For the record, I don’t smoke, although my cruising friend does. And as one smoker on the cruise said (possibly controversially), if you’re going to take the same money from smokers as you do from non-smokers, then at least provide them with somewhere pleasant to smoke, not some wind-blown corner of the promenade deck under a lifeboat.
To that end, Seabourn seems particularly smoker-friendly without the smoking becoming intrusive; there were three places outdoors on Quest where smoking was allowed, as well as balconies (which is another discussion point altogether). But interestingly, although there seemed to be a lot of smokers on my cruise, there wasn’t any conflict with the non-smokers. Quite the opposite, in fact.
Maybe it was because of their strategic position by the Sky Bar that the smokers created the ‘in’ spot on the ship. I’m not suggesting that these people are any more fun because they smoke. But the camaraderie was infectious and their corner just seemed to catch the passing traffic.

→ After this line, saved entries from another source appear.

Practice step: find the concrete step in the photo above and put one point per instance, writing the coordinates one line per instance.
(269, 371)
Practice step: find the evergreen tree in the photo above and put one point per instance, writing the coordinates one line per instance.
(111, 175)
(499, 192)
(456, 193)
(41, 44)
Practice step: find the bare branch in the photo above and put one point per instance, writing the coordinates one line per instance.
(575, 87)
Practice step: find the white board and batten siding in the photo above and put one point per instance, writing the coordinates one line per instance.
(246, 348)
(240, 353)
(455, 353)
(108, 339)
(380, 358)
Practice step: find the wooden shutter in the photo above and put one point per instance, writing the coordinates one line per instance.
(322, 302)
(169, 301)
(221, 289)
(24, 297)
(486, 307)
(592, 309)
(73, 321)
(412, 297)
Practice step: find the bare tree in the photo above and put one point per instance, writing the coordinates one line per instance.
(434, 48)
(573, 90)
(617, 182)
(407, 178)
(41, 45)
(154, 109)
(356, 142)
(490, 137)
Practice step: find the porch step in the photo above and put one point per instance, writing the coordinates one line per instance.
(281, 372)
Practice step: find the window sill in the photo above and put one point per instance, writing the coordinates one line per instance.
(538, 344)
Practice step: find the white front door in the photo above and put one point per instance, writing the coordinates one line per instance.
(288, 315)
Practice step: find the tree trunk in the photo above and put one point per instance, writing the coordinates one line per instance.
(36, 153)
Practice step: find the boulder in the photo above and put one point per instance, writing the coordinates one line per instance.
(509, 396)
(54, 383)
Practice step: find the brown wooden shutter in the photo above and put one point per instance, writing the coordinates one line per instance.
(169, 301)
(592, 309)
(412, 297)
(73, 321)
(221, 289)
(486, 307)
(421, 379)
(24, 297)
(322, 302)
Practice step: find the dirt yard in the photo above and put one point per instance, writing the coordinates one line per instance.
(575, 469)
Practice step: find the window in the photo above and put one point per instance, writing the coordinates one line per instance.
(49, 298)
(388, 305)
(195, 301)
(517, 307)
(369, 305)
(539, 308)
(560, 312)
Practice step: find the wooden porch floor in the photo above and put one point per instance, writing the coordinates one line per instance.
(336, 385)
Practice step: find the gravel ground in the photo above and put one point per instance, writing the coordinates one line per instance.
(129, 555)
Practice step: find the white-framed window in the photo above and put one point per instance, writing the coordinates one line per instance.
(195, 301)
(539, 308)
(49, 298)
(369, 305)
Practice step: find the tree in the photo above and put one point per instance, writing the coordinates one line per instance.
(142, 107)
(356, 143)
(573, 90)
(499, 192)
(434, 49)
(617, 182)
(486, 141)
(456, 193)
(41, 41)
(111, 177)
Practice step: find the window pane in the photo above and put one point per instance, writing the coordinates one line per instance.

This was never more amusing than on the sailaway from St Tropez. A dazzling sunset quickly turned into a crashing thunderstorm. People who’d been sunbathing all along the sides of the deck fled the rain, all congregating in the sheltered smoking corner. After a few minutes, there was quite a party going as everybody squeezed in to avoid the now bucketing rain. But what was telling was that nobody chose to sit out the storm on the identical, but smoke-free port side of the bar. It was completely empty.
Instead of the smoking, the rain and the spontaneous party had become the common bond.